If you are going to just shoot auto why bother with a DSLR in the first pace. A decent point and shoot can give you the same results at half the price. The idea of a better camera is to get more creative with your shots. Sure start off in auto but don't stay there. The only way to get great shots is to experiment. I quite enjoy the post processing to touch up something. Just snapping and posting seems to take the joy out of it.
You likely use the auto for 80% and would disagree with its setting about 20% of the time.
My suggestion to use auto was for teaching photography to beginners. The idea was to introduce the most important concepts first. Those have to do with the subject and are not technical.
The SLR does offer things you can't get with a point and shoot even if both cameras are left on full auto
1) The larger sensor is more sensitive to light, you get better color and less noise
2) the SLR handles fast with almost zero shutter lag. This is I think the #1 advantage.
3) Every point and shoot camera I've owned does in fact allow you to control shutter speed, f-stop and ISO. It's just not convenient as these are buried in a menu. The SLR is faster
The automatic system on a modern SLR is very good especially if you use the scene modes for close-up portrait and landscape, macro or whatever.

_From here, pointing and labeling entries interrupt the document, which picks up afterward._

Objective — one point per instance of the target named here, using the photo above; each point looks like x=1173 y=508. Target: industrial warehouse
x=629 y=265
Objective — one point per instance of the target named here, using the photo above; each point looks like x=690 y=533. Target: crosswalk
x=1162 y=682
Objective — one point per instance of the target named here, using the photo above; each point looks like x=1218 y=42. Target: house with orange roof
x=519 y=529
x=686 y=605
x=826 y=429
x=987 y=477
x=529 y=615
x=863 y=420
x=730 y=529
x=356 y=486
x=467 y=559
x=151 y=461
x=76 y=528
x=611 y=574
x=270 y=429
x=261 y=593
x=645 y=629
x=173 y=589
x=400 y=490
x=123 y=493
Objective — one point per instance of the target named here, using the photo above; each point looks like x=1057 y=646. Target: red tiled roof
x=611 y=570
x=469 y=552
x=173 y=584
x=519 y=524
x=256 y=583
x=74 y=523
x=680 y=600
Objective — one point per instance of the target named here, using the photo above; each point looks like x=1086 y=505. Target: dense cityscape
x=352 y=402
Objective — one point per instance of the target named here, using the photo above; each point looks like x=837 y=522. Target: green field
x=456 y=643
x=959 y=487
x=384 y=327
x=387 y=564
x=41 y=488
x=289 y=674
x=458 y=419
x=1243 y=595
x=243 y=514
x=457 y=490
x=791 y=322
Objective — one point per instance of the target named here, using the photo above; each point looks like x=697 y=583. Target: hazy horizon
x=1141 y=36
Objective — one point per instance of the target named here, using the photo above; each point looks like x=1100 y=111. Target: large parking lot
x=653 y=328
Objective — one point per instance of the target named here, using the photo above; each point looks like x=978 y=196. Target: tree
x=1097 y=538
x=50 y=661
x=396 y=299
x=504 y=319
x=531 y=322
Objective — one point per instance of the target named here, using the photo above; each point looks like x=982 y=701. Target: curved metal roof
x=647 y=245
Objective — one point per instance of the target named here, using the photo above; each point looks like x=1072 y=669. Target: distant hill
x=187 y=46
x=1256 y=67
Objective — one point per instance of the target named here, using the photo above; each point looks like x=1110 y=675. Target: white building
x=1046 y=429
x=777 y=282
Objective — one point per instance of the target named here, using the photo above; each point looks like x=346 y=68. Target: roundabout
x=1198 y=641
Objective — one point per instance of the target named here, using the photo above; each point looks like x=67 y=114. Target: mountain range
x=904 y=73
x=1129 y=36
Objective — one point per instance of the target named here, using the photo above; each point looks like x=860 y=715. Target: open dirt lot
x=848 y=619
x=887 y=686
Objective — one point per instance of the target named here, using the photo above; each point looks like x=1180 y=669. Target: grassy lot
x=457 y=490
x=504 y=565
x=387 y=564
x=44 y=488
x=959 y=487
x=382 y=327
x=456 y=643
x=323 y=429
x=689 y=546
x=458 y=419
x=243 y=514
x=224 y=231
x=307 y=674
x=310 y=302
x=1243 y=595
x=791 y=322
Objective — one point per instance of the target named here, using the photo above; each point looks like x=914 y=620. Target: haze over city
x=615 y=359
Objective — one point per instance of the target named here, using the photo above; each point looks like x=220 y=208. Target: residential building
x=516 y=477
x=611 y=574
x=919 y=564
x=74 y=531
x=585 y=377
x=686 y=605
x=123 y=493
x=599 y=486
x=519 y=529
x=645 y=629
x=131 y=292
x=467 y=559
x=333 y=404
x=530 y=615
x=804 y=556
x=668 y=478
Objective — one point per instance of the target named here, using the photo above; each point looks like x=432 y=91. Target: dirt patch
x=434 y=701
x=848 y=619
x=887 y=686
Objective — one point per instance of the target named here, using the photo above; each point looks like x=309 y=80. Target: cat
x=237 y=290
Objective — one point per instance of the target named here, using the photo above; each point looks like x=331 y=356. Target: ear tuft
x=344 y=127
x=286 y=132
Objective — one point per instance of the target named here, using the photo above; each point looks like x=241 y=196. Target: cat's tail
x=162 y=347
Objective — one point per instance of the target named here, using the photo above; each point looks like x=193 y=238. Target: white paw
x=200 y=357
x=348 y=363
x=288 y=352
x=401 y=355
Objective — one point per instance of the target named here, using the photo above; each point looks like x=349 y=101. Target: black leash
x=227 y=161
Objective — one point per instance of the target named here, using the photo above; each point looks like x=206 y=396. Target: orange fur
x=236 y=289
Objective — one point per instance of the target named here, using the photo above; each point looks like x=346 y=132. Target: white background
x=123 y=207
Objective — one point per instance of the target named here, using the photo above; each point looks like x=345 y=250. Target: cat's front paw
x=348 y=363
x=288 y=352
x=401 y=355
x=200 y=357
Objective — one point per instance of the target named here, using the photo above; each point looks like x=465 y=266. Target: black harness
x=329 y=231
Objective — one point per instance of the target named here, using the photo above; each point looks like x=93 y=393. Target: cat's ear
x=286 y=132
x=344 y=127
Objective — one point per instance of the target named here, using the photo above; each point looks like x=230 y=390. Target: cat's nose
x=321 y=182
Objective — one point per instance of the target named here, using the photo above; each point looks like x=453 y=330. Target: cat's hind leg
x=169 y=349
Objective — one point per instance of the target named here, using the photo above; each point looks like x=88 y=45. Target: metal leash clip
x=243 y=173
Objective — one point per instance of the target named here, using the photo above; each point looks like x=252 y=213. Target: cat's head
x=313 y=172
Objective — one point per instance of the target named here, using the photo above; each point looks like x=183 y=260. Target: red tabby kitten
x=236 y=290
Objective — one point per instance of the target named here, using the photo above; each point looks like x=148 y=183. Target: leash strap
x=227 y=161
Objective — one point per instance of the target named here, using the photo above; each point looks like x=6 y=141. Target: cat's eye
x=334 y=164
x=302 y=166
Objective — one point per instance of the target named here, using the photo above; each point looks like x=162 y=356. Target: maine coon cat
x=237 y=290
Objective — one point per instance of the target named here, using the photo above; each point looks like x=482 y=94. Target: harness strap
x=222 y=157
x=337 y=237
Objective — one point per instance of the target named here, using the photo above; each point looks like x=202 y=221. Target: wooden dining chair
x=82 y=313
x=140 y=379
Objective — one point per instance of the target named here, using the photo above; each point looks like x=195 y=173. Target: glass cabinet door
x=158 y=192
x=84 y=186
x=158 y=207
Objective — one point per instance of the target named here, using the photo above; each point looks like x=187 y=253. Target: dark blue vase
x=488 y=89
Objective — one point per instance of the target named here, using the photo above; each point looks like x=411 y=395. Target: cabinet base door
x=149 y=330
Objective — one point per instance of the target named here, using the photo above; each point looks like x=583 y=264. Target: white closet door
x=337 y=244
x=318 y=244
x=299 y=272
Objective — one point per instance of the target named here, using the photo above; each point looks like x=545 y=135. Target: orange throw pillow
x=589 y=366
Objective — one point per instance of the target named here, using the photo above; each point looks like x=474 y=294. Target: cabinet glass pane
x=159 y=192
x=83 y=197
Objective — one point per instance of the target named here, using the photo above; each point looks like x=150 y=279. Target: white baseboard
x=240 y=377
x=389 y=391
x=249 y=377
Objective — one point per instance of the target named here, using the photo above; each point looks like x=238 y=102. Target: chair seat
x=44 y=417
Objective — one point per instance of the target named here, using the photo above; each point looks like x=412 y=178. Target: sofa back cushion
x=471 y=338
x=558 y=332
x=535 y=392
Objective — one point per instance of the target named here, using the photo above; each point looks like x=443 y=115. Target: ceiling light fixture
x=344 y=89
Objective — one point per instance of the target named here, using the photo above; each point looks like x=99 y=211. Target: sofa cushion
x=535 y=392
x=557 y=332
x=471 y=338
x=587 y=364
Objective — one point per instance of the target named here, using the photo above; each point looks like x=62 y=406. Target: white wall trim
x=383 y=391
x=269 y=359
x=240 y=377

Of course later you might have an image in your head and you KNOW the automatic system would not create that image so you decide to (maybe) add a stop and a half more exposure or some fill-in flash. But first you need to know what the automatic meter would do.
I've spent a few years studying how people learn new skills, the bottom line is "don't hit then with a fire hose blast of new information. Only after they can compose and pre-visulize images then give then a problem and a solution and then practice, then another problem and so on. If teaching yourself this goes double.
The most important thing to learn is how to place the subject and background in the frame. For that you need to decide the "proper" subject to camera distance and subject to background distance and you will have to move both camera and subject to get this. But you give a beginner a zoom lens and he never even thinks about this. Just watch what they all do and you will see.
When yu think about it, an SLR with a prime lens set to full-auto is VERY limiting in the photos it can take. It FORCES the user to think really hard but at the same time does not require they know any "technical stuff".